The name of the new column which should contain the prompt result.

Provider

The provider of the model. Availability depends on the provided LLM connection.

Model

The model to submit the prompt to. Availability depends on the LLM provider specified in the provided connection.

Override Prompt Config

This parameter becomes available in case a Prompt object is provided at the prompt input port. By default, and with this override not being selected, the configuration is taken from the Prompt object. If this override is active, the configuration is taken from the parameters of this operator instead. This allows to create a prompt with one LLM, but use it with a different LLM.

Max Output Tokens

The maximum amount of output tokens that should be returned by the LLM. Note that different LLMs may have different maximum output token capabilities. A token is usually between 2-4 characters, but the exact amount depends on the model, the language, and the content.

Response Format

The response format of the LLM. Some models may not be able to deliver all available options.

Temperature

Controls the randomness used in the answers.
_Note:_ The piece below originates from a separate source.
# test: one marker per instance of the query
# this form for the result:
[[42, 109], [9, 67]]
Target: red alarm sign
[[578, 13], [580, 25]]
Lower values will lead to less random answers. A temperature of 0 normally represents a fully deterministic model behavior.

Top P

Controls diversity via nucleus sampling. A value of 0.5 means that half of all likelihood-weighted options would be considered. A value of 1.0 means all options are considered.

Frequency Penalty

How much to penalize new tokens based on their frequency in the answer so far. Can be used to reduce repetitiveness.

Presence Penalty

How much to penalize new tokens based on their presence in the answer so far. Increases the model's likeliness to talk about new topics.

Use Seed

If selected, the seed can be specified to have more deterministic results.

Seed

Some LLMs (not all support this functionality!) will make a best effort to sample deterministically, such that repeated requests with the same seed and parameters should return the same result. Determinism is not guaranteed. Behavior depends on the selected model.

Enable Parallel Execution

This parameter enables the parallel execution of this operator and will cause multiple concurrent queries to the LLM. Please disable the parallel execution if this is not desirable.